The Corn Syrup Craze

By Joel DeVyldere

High-Fructose-Corn-Syrup-graphic

High-fructose corn syrup… what on earth could that be? It sounds harmless enough. Fructose is a sweetener—a simple sugar that naturally occurs in many fruits and vegetables. Corn is a vegetable that grows in the neighbors’ garden and tastes delicious with butter. So what could be so bad about something like high-fructose corn syrup (HFCS)?

Plenty, if you ask many health fanatics. HFCS has a terrible reputation among health writers and healthy eaters. It has been revealed to be a chemically altered form of corn sugar that tastes extra sweet. Real and natural sugar (like “evaporated cane juice”) is all the rage at many grocery and health food stores. People will pay half again as much for a “no high-fructose corn syrup” label on their sugary foods.
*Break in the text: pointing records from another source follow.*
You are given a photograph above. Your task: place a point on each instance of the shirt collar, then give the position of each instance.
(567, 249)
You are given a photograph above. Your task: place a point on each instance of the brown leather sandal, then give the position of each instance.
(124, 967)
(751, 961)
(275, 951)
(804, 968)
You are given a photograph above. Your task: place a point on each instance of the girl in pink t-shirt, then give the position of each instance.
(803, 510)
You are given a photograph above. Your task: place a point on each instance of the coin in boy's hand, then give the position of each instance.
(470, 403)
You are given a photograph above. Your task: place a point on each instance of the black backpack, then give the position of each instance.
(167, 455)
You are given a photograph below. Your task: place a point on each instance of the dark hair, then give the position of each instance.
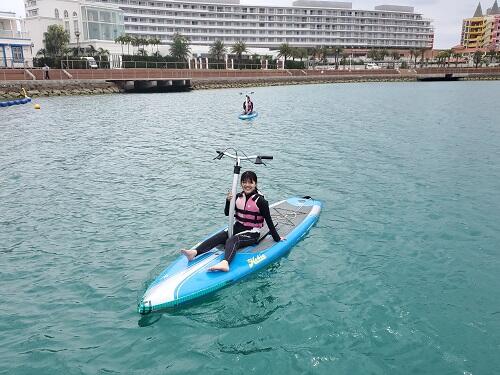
(249, 175)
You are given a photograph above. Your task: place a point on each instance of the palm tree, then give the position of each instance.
(413, 56)
(478, 58)
(372, 54)
(456, 56)
(42, 52)
(336, 54)
(55, 39)
(120, 39)
(179, 47)
(136, 42)
(315, 53)
(127, 39)
(101, 53)
(395, 56)
(239, 48)
(301, 53)
(217, 50)
(285, 51)
(323, 53)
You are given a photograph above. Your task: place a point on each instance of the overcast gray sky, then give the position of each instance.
(446, 14)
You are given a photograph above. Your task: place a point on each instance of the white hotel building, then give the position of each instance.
(307, 23)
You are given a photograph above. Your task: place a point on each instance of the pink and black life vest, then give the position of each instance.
(247, 212)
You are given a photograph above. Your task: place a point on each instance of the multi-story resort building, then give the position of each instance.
(306, 23)
(482, 31)
(15, 44)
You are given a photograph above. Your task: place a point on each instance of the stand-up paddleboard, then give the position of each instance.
(248, 116)
(184, 281)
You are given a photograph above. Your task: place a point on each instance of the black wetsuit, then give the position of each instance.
(242, 235)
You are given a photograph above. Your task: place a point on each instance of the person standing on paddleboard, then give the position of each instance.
(251, 211)
(247, 106)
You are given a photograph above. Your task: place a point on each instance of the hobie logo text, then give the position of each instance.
(255, 260)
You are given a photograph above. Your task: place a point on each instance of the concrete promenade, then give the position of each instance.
(99, 81)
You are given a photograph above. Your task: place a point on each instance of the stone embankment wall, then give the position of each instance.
(13, 89)
(280, 81)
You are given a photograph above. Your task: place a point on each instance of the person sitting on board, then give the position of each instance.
(249, 106)
(250, 213)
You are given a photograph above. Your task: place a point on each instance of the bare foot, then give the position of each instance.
(190, 254)
(221, 266)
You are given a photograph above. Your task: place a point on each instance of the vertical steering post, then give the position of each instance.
(236, 175)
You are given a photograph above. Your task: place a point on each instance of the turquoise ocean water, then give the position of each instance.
(399, 276)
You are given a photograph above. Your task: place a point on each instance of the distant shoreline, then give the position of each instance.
(12, 89)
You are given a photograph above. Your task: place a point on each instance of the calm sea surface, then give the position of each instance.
(399, 276)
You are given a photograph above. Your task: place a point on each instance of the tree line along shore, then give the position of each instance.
(13, 89)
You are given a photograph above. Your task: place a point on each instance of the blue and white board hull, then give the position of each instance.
(184, 281)
(249, 116)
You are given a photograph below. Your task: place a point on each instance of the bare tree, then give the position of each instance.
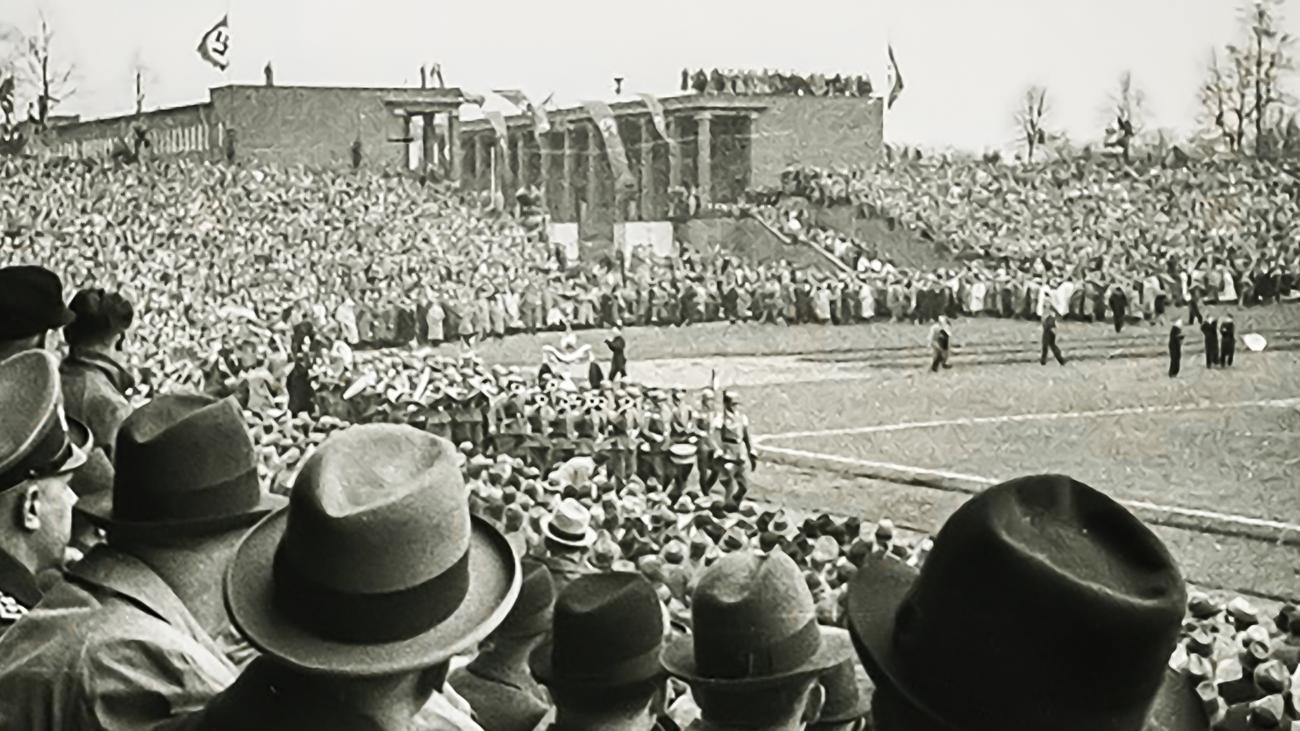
(1244, 98)
(1129, 107)
(1030, 121)
(51, 81)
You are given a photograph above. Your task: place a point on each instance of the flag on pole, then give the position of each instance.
(215, 46)
(896, 89)
(614, 150)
Genetically Modified… and It’s Cheap!

With the U.S. agriculture subsidy system pumping limitless cheap genetically modified corn into our food system, corn syrup is now the cheapest sweetener on the market. Most juice brands and nearly all soda brands in the United States now make their drinks with high-fructose corn syrup instead of cane sugar—and use lots of it. Pepsi, Coke, and the brands they own (Dr. Pepper, Mountain Dew, Mug, Sierra Mist, Lipton, Brisk, SoBe, AMP, Gatorade, Powerade, Hi-C, Sprite, etc.) tend to sweeten exclusively with HFCS.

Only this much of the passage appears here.